Holiday from hell as UK tourist arrested in Tunisia for ‘smoking cigarettes’

A British tourist has had his holiday ruined after he was caught in Tunisia by police after being tipped off by a convicted cigarette smuggler. James Colley, 57, known as Jim, went on a package holiday to the North African nation with his wife Louise Colley, 51, on August 2 to celebrate his retirement.

But he was questioned by armed police when he arrived at Enfidha-Hammamet International Airport and then asked to report to a court in the capital, Tunis. Jim later learned that the police were looking for a man named James Coyle, who was convicted in 2012 of not smuggling cigarettes into the country.

The panic-stricken couple spent the rest of their holiday fighting the bewildering accusations. They had to shell out an extra £800 for three eight-hour round trips to Tunisia, lawyers’ fees and bribes to local officials.

When Jim finally went before a judge on the last day of his ‘holiday’, the case against him was dismissed in seconds, as the charges were “too old”. Speaking about their ordeal, dad-of-three Jim said: “We still don’t know what the scam was to make money. Were the police involved? The passport people?

“I’m a calm person, but honestly, you don’t argue with someone with a gun… You have no idea – are they trigger-happy? It was really scary. I’ve never had any mental health problems . in my life, but honestly, this was mentally draining.”

Louise, a community staff nurse, who was by Jim’s side during his ‘holiday from hell’, has now warned Britons not to go to Tunisia. She said: “Don’t go. It sounds terrible because there are some nice people over there, but it’s not safe – I don’t think it’s safe for British tourists to go at the moment.

“It could be our children. They could be on holiday, and it could happen to them. They may not have coped as well as we did. We didn’t know if Jim was going to lock up or what was going to happen next.

“It was all terrible. It should never happen. I don’t know why we were chosen. It’s total fraud over there.”

The couple, from Newcastle, booked their week’s package holiday after Jim quit as a Nissan car plant worker earlier this year. They paid £1,400 to stay at the five-star El Mouradi hotel, in Mahdia.

But they never enjoyed its facilities after the police stopped Jim at the airport and questioned him for four hours. He said: “They kept taking my passport and asking us the same two questions: Have I been in Tunisia before and where did I work?

“I said I was ‘only once on my honeymoon in 2009.’ They didn’t believe us, they said, ‘You already are.’ They had guns, and you don’t argue with someone with a gun. They got an interpreter down there, and he basically said, ‘You will be summoned to appear in court’.”

Jim and Louise arrived at their hotel in the early hours of August 3 when they were forced to pay £95 for a local taxi ride. On August 5, at 4am, they paid a local man to drive four hours to Tunisia along the Trans-African Highway in a battered VW polo for the court appearance.

James recalled how the building looked like a “1960s bank” with “paper files piled high everywhere” and all the staff smoking. Upon his arrival, he was handed a court document, which incorrectly named him as ‘James Coyle’.

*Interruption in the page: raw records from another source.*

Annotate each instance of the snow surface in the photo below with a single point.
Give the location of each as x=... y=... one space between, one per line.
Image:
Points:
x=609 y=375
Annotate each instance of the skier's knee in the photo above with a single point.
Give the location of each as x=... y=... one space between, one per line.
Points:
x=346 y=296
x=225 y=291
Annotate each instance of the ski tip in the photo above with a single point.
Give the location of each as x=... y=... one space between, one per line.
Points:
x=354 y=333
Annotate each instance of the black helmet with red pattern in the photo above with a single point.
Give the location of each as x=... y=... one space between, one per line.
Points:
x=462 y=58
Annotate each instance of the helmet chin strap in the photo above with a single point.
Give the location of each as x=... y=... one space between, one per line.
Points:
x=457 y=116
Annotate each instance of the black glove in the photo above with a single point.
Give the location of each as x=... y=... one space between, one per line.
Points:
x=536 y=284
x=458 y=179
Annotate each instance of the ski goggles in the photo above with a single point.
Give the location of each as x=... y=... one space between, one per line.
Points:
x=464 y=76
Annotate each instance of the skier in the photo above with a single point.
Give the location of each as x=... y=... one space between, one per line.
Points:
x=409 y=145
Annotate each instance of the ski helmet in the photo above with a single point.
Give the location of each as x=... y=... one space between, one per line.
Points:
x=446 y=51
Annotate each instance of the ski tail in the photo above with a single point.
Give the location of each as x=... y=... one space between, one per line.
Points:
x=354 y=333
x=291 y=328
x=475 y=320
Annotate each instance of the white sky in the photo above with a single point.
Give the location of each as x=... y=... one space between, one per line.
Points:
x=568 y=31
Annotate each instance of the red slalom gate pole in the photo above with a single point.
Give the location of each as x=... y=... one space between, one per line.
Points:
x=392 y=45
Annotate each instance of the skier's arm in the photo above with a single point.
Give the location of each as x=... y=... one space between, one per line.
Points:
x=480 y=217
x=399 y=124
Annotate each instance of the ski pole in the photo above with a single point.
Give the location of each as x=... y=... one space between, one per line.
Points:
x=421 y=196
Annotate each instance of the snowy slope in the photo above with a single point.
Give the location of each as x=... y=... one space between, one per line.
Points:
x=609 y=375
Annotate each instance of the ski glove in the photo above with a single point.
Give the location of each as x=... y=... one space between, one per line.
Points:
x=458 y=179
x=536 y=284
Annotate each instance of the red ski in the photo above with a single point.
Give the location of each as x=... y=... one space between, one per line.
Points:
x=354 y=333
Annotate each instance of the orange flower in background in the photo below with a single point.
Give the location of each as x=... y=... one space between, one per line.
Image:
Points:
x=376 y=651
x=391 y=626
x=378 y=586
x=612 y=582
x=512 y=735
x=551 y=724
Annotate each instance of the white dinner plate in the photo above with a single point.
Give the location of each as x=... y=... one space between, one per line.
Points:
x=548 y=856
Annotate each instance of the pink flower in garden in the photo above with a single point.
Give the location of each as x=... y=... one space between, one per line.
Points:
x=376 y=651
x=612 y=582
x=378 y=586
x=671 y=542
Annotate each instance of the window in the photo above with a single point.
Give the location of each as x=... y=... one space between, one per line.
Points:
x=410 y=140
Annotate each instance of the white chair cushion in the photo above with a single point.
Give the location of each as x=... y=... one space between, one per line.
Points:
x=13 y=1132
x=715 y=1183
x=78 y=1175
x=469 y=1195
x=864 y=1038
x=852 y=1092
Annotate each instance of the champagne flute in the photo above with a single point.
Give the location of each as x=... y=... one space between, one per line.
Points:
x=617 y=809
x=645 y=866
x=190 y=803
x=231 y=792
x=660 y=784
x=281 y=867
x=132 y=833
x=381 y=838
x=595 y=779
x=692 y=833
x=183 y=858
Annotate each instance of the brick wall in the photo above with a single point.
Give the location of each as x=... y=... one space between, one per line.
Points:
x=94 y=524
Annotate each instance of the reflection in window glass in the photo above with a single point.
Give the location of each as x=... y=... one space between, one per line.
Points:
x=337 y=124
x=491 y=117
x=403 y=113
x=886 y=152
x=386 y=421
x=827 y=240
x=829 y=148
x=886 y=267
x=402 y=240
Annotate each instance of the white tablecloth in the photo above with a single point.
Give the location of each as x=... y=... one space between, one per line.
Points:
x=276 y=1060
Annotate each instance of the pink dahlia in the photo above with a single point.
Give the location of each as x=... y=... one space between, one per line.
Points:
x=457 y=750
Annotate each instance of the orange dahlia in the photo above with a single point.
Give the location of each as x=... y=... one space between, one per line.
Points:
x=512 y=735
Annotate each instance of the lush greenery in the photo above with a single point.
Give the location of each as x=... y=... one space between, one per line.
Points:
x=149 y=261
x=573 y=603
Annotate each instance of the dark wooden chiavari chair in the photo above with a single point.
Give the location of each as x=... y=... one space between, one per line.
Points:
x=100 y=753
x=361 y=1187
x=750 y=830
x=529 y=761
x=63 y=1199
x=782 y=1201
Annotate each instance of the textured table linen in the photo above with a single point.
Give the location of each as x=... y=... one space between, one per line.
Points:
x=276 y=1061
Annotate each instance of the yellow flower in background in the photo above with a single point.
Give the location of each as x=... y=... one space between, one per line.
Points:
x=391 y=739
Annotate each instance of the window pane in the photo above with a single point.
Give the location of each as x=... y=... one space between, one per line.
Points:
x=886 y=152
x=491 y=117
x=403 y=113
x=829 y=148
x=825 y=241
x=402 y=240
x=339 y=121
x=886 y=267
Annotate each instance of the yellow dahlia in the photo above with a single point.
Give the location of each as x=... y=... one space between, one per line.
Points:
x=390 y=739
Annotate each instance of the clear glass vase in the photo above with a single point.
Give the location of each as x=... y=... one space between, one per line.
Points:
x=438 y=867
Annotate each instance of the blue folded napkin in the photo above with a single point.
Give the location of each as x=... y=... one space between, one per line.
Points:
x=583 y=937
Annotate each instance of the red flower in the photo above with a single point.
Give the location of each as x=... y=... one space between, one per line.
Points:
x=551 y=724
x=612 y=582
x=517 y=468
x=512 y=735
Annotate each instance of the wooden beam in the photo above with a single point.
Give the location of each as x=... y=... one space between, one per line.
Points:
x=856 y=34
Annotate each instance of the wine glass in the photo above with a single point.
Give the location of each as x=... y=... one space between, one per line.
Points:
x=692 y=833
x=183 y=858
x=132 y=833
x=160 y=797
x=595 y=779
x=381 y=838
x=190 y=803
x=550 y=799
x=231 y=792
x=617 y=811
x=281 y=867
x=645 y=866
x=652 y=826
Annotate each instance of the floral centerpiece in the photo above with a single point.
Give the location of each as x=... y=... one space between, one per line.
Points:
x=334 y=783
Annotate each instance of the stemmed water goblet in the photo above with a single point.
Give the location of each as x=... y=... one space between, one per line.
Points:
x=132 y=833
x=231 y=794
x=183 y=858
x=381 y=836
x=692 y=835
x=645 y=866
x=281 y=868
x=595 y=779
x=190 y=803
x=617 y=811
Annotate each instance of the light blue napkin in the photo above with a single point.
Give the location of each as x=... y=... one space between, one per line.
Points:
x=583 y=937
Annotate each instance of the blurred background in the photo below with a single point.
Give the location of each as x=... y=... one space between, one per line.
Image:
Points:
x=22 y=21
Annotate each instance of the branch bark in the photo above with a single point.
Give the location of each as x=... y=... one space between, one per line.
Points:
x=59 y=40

Jim said: “In this court, they said ‘English?’ I said yes. And then they said, ‘You have to sign this’… But it had the wrong name. They took us into another room, and there was a superior man there, and he said, ‘Are you innocent then?’ I thought that would be the end.

“But he said, ‘You have to come to the police station tomorrow to hand in this form.’ I said, where is the police station?’ He was in Tunisia again.”

The couple went to the ‘sweltering’ local police station the next day – where James was told he would have to appear before a judge at the courthouse on August 8. A local English lawyer, whom they contacted, initially said she could represent them. them in court for £530.

But they later secured the services of another lawyer for £130 after kicking back the court user for their help, they claim, and went before a panel of judges. Jim said: “I was sitting in the public gallery. There were three judges.

“The doors opened from the side and they started to drag prisoners from the jails out downstairs in handcuffs. Our driver, he was coming in to interpret for us, and he was saying, ‘That man, he tried to have sex to have with a woman. when she didn’t want him, this man hit his mother.’

“I was the last one, even though we paid the usher to get in first. I had to stand with my hands behind my back, my head bowed in front of the three judges. Police were there with their guns. I got a call, so I got up and the lawyers got up.”

The scared Jim said he was not sure how the case would go and was very worried that he would be fined or sent to prison. But within 30 seconds, he said one of the judges “waved his hand in the air” and an usher came and told him: “It’s over, you’re free to go.”

The shocked couple later learned from their hastily formed legal team that the case should not proceed due to the age of the alleged offense. Jim said: “Basically what they knew all along was that the case involved cigarette smuggling in 2012. This James Coyle was convicted in absentia.

“Because the case was over five years old, it was thrown out anyway – not the fact that it wasn’t even me, mistaken identity.”

The Tunisian Embassy in London has been contacted for comment.